SUMMARY OF THE DRAWING

(1) The invention will be described in detail with reference to the attached FIGURE. It is to be understood that the drawing is designed solely for the purpose of illustration and is not intended as a definition of the limit of the invention for which reference should be made to the appended claims. It should be understood that the drawing is not necessarily drawn to scale and that, unless otherwise indicated, they are merely intended to schematically illustrate the structures and procedures described herein.

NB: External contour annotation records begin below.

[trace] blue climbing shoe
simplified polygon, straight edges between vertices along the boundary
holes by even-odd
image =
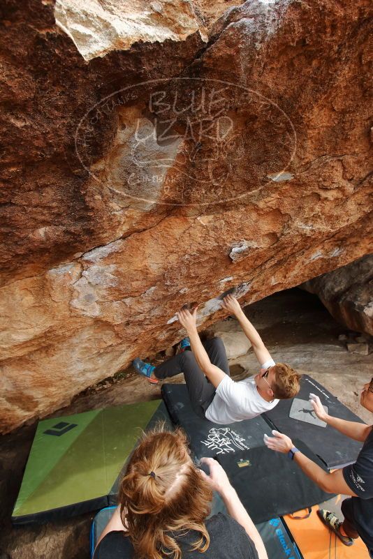
[[[142,376],[146,377],[147,380],[152,385],[158,384],[158,379],[152,378],[151,377],[152,373],[155,368],[154,365],[151,365],[150,363],[145,363],[145,361],[141,361],[140,359],[136,357],[136,359],[133,359],[132,362],[132,366],[136,373],[138,373],[140,375],[142,375]]]
[[[191,341],[189,338],[183,338],[180,342],[180,353],[185,350],[187,350],[188,348],[190,348],[191,347]]]

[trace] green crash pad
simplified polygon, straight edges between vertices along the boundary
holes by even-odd
[[[172,425],[161,400],[38,423],[14,506],[13,524],[45,522],[108,506],[142,430]]]

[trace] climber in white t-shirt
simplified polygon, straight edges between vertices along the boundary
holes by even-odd
[[[226,424],[255,417],[275,408],[279,399],[293,398],[299,392],[300,375],[289,365],[275,363],[268,350],[233,295],[223,299],[223,307],[234,314],[261,366],[254,377],[235,382],[221,338],[201,342],[196,325],[197,307],[193,313],[182,308],[177,316],[186,330],[182,353],[154,366],[139,359],[133,362],[136,370],[152,383],[184,373],[191,405],[200,417]],[[190,343],[190,347],[188,347]]]

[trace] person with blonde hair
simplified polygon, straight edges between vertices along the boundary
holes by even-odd
[[[118,507],[94,559],[268,559],[261,537],[221,466],[193,462],[180,428],[144,434],[122,479]],[[209,518],[212,491],[228,514]]]
[[[228,295],[223,307],[235,315],[249,340],[261,366],[257,375],[238,382],[231,378],[224,344],[221,338],[201,342],[197,331],[197,307],[192,313],[182,308],[177,318],[186,330],[191,351],[184,351],[156,367],[136,359],[135,369],[147,380],[184,373],[191,403],[201,418],[220,424],[249,419],[272,410],[279,400],[293,398],[300,390],[299,375],[289,365],[275,363],[258,331],[250,322],[235,297]]]

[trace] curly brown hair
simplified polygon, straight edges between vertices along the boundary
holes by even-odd
[[[119,493],[123,526],[138,559],[180,559],[173,532],[189,530],[200,537],[192,550],[205,551],[210,537],[205,521],[212,492],[190,457],[185,433],[157,426],[144,433],[135,449]]]
[[[294,398],[300,389],[301,375],[286,363],[276,363],[271,369],[275,371],[272,387],[275,398],[280,400]]]

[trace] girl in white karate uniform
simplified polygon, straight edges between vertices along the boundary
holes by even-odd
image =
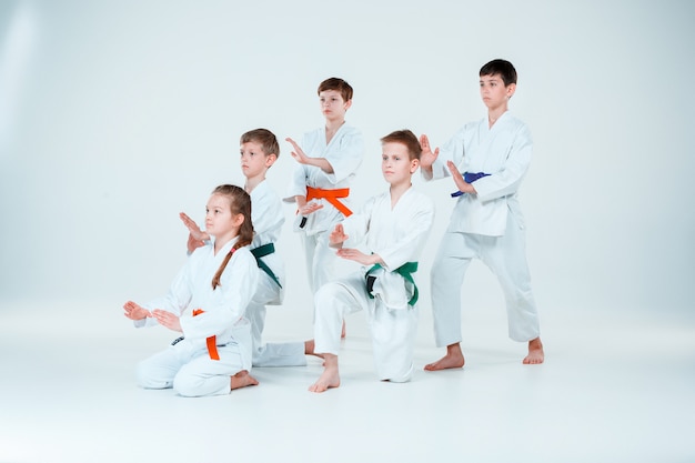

(2) FIG. 1 shows a schematic representation of an injection front formed according to the present invention. FIG. 1 shows a simulation of the injection of a composition comprising at least one CO.sub.2 soluble polymer and CO.sub.2 at or near supercritical conditions in a geological formation (1). The characteristics of injection parameters are cycled between at least two sets of injection parameters prior to injection of said composition, resulting in among others density and/or viscosity of said composition being varied during injection. The composition is injected via an injection well (5) and a conduit (6) into the geological formation (1). The geological formation can also be understood as the storage reservoir. The composition is injected under two different sets of injection conditions, gas-like and liquid-like, resulting in two different phases, one comprising at least one CO.sub.2 soluble polymer and one without (e.g. the first and second compositions according to the methods of the invention) When the injection parameters are cycled to give a higher viscosity and/or higher density said composition behaves more like a liquid. During injection of the liquid-like composition, the injected stream tends to occupy the lower areas (2) of the geological storage formation (2). Gas-like composition tends to occupy the upper areas (3) of the geological storage formation (2). The stabilised Compositional Swing Injection (CSI) front (4) is more uniform, and the storage capacity of the geological formation (1) increased. An observation well (7) can be used to observe changes in flow conditions in geological storage formation (2) over a period. Further a wellhead or down-hole monitoring of the composition (8) can be used in order to among others monitor and characterise the stabilized CSI front (4). Measuring the injection parameters such as temperature, pressure, and concentration of CO.sub.2 soluble polymer composition, will ensure the accuracy of injection operation and thus a stabilized CSI front.

(3) Having described preferred embodiments of the invention it will be apparent to those skilled in the art that other embodiments incorporating the concepts may be used. These and other examples of the invention illustrated above are intended by way of example only and the actual scope of the invention is to be determined from the following claims.